When something new or intense happens, your brain doesn’t know what it needs to remember, so it just holds onto all of it. It’s never encountered this before, so it doesn’t know if it will need this information in future. Therefore, it starts recording what’s happening.

This is why holidays are such a good example to show how time and memories are linked because there’s lots of new things AND lots of intensity happening.

This is the Holiday Paradox - time flies while you’re having fun, but feels long in retrospect. As we age, our adult life gets into routines, where we do the same actions day after day after day, we drive the same route to work, speak to the same people and even think the same thoughts.

We allow ourselves to become dominated by monotonous routines, paths of least resistance and habituated thought patterns.

TLDR: routines compress time.

Novelty Saturation Theory is the idea that as we age, we experience fewer new things, so our brain stops encoding as many detailed memories, which makes time feel like it’s passing faster.

And this is the uncomfortable truth. As we get older, days move quickly because we can’t remember them, and we don’t remember our days because we haven’t done anything memorable with them. Our days are forgettable, therefore we forget them.

Monotony is the enemy of a well-remembered life. So, in order to slow time down, you MUST give your brain a reason to pay attention.
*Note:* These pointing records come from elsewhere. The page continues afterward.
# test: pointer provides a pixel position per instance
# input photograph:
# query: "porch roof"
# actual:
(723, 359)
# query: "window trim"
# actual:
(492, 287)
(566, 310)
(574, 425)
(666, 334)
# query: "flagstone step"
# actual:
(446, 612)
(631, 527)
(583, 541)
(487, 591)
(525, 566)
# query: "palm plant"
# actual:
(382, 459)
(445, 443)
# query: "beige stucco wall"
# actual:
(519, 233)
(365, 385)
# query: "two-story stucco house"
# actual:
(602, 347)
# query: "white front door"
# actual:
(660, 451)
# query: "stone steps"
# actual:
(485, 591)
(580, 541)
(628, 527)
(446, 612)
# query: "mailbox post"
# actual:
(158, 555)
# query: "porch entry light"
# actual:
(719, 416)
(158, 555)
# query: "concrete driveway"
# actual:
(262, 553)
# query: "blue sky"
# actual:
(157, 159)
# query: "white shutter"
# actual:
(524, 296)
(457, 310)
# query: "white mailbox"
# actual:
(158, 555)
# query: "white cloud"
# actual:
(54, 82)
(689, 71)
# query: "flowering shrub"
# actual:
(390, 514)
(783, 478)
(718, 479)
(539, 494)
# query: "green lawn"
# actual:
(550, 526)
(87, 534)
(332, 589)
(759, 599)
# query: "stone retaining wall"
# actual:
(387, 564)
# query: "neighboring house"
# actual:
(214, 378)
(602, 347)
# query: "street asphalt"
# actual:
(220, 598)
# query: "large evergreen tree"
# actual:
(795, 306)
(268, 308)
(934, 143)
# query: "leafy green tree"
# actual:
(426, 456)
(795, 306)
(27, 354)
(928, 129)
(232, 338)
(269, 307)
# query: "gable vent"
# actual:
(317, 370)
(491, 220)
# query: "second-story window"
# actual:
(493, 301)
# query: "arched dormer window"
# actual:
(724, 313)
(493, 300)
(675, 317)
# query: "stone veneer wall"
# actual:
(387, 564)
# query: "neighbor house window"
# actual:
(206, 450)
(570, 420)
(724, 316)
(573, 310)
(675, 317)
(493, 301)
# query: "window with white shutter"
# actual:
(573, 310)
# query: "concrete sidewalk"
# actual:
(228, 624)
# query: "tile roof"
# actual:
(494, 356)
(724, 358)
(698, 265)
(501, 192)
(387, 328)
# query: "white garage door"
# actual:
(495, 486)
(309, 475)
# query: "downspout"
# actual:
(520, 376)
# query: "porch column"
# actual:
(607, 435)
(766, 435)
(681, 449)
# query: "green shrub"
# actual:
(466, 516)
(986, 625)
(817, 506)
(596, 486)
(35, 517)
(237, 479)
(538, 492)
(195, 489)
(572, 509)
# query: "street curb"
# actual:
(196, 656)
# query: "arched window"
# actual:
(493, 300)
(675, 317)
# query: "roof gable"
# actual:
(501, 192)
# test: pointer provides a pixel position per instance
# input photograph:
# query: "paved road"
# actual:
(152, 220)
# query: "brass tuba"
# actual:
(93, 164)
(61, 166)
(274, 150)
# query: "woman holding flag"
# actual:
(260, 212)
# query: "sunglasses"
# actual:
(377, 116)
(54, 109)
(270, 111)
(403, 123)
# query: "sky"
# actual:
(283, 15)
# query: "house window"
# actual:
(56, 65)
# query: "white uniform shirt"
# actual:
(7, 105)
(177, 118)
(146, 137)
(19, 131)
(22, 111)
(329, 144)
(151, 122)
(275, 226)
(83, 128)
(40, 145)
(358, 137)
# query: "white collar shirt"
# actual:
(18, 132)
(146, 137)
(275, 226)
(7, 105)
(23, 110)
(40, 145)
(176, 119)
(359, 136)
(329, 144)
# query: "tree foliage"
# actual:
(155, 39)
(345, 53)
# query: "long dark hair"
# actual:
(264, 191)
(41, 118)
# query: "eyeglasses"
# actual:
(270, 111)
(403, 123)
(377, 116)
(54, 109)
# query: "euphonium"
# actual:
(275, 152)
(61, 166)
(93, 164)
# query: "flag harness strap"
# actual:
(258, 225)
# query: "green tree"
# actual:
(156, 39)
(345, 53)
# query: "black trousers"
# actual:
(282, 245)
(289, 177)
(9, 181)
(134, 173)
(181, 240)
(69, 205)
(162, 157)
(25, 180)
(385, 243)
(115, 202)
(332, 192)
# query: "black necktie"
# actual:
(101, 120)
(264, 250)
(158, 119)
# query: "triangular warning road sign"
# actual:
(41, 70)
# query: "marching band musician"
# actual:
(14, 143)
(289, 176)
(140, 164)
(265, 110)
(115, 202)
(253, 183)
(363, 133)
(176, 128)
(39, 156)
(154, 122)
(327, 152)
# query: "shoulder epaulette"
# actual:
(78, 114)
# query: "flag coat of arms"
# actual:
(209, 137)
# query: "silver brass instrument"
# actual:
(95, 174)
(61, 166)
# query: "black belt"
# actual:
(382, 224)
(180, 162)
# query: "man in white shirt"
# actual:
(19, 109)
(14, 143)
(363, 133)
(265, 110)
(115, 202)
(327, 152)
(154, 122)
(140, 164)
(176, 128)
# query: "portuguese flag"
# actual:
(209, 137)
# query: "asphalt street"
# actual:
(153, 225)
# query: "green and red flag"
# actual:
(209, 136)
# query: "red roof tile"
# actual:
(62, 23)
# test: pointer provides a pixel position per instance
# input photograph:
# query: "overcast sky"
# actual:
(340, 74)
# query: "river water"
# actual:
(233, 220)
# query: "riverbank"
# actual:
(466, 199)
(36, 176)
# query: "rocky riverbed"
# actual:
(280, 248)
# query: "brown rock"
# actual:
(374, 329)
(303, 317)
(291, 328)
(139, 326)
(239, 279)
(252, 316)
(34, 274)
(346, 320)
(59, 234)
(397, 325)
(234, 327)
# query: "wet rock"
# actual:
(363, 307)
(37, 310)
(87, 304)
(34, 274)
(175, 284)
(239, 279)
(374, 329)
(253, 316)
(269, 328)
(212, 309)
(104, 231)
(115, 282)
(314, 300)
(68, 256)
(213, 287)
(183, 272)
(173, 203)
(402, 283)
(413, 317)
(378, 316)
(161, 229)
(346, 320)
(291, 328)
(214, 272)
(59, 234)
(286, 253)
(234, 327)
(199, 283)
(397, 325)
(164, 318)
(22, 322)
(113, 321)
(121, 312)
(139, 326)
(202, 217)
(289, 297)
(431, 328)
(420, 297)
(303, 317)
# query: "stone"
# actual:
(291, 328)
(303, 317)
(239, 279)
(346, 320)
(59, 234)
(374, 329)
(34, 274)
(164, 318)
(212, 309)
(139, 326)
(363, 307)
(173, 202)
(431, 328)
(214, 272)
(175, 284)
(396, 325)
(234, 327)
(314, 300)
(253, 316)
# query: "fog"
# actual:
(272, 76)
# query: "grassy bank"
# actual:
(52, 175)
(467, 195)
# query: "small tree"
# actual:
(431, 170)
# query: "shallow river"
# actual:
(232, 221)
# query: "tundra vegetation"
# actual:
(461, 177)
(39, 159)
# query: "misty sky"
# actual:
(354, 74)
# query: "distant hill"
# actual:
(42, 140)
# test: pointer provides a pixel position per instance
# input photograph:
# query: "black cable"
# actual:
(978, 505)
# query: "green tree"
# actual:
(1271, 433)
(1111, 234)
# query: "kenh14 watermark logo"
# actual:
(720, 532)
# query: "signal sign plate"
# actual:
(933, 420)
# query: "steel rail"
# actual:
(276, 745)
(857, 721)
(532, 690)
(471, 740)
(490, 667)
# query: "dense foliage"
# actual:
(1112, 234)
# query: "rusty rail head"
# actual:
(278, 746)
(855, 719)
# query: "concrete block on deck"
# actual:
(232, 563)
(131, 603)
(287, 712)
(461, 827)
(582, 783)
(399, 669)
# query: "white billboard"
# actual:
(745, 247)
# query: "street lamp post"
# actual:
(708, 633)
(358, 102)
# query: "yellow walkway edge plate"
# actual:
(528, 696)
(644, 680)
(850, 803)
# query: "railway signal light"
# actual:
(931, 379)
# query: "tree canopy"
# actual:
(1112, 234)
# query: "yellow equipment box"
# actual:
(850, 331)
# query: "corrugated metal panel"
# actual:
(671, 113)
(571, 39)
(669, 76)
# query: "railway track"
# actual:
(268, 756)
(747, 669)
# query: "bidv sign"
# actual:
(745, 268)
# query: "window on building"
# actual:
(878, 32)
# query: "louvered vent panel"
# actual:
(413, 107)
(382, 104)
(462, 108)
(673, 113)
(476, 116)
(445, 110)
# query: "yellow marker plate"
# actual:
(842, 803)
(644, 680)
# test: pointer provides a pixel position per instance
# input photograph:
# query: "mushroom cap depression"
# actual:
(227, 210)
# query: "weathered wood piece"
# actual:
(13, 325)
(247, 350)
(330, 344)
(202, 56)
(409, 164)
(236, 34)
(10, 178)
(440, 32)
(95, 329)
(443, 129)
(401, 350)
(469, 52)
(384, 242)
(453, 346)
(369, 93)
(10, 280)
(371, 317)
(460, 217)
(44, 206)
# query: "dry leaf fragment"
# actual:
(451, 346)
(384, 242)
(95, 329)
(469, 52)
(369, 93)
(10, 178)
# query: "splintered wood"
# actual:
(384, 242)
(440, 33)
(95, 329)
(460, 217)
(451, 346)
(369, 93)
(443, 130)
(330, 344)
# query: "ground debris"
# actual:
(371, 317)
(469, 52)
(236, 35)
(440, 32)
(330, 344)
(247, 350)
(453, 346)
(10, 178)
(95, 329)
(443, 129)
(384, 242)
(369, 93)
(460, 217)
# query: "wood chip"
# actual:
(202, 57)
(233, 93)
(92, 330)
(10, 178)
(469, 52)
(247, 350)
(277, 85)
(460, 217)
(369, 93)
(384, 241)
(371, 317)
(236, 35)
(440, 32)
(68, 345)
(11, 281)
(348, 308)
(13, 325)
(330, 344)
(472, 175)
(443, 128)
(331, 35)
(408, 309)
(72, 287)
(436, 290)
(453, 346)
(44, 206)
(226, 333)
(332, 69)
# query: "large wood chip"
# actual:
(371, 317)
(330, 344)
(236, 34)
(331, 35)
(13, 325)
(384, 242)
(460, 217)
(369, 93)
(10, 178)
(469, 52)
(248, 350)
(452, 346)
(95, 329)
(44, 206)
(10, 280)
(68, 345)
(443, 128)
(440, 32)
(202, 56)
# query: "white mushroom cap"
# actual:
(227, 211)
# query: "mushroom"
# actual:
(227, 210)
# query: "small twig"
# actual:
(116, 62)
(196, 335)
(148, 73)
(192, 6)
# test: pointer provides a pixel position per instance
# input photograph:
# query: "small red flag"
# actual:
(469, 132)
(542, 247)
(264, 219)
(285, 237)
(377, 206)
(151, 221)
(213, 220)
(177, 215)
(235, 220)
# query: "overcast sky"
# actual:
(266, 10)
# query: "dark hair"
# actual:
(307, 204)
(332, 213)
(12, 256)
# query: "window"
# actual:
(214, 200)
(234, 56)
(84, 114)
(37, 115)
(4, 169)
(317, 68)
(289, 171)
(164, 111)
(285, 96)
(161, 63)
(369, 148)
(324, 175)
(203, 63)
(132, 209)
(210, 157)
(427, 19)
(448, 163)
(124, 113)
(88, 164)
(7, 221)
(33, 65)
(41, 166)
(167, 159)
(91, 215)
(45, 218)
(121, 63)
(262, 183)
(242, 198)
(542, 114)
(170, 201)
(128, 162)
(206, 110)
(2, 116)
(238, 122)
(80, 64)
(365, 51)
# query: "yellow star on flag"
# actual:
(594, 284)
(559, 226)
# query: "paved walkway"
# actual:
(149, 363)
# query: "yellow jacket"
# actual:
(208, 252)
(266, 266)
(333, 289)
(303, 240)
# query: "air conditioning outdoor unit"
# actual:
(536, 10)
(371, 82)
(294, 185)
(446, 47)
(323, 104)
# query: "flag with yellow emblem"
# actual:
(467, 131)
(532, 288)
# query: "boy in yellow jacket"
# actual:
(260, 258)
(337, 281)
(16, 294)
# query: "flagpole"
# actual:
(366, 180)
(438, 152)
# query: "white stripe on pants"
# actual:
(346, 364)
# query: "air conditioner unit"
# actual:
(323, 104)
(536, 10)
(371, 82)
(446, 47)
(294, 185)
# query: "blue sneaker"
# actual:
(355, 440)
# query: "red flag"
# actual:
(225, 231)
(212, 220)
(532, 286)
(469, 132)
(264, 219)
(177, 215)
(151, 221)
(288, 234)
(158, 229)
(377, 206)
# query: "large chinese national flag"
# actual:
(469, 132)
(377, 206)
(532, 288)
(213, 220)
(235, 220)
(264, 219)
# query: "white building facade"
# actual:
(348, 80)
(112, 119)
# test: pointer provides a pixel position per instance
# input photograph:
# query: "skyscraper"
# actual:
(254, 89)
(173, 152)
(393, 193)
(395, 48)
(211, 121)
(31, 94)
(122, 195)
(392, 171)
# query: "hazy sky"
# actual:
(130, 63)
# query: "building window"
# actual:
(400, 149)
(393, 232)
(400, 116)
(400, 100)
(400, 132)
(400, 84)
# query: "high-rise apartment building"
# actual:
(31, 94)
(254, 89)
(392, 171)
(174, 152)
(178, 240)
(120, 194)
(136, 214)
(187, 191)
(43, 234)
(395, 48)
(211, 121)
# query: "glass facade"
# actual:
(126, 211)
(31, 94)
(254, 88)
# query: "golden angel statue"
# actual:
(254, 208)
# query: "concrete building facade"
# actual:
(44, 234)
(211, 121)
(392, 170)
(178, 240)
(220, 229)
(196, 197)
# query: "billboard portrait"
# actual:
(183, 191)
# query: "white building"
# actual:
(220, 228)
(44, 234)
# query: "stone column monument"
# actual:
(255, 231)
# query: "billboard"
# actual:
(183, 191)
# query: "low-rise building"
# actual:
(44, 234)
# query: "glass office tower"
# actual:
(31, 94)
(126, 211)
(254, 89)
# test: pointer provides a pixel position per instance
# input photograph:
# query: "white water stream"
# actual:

Leading a full life means having lots of varied experiences, that will later be memorable. This means you need to start saying yes to more new things and no to more of the same things. Even if you've never wanted to try salsa dancing or yoga or an open mic comedy night, saying yes will guarantee that you create some novel, and potentially intense memories.

Sure it might be easier to stay on the couch instead of going out, but you know that you won’t recall a single thing if you spend yet another night watching Netflix, whereas you'll have tons of new memories if you go and do something new. Which in retrospect, makes time pass more slowly.

Allow yourself to be immersed in the things you spend your time doing, regularly plan new experiences, talk to different people, say yes to adventures wherever you can, walk the dog on a new route, visit a different town, eat at a new cafe.

These are all memory investments, that future you will be able to draw dividends from. Each day you can ask yourself “What did I do today that will stand out in my memory?” - the more you can answer this clearly, the slower your time will move.

Eventually you are going to be looking back on your life, the choice is between viewing a beautiful varied art gallery stretching as far as the eye can see, or a grey monotonous hallway peppered with the ghosts of TikTok dances and Netflix series.

If you make your life memorable, you will remember it.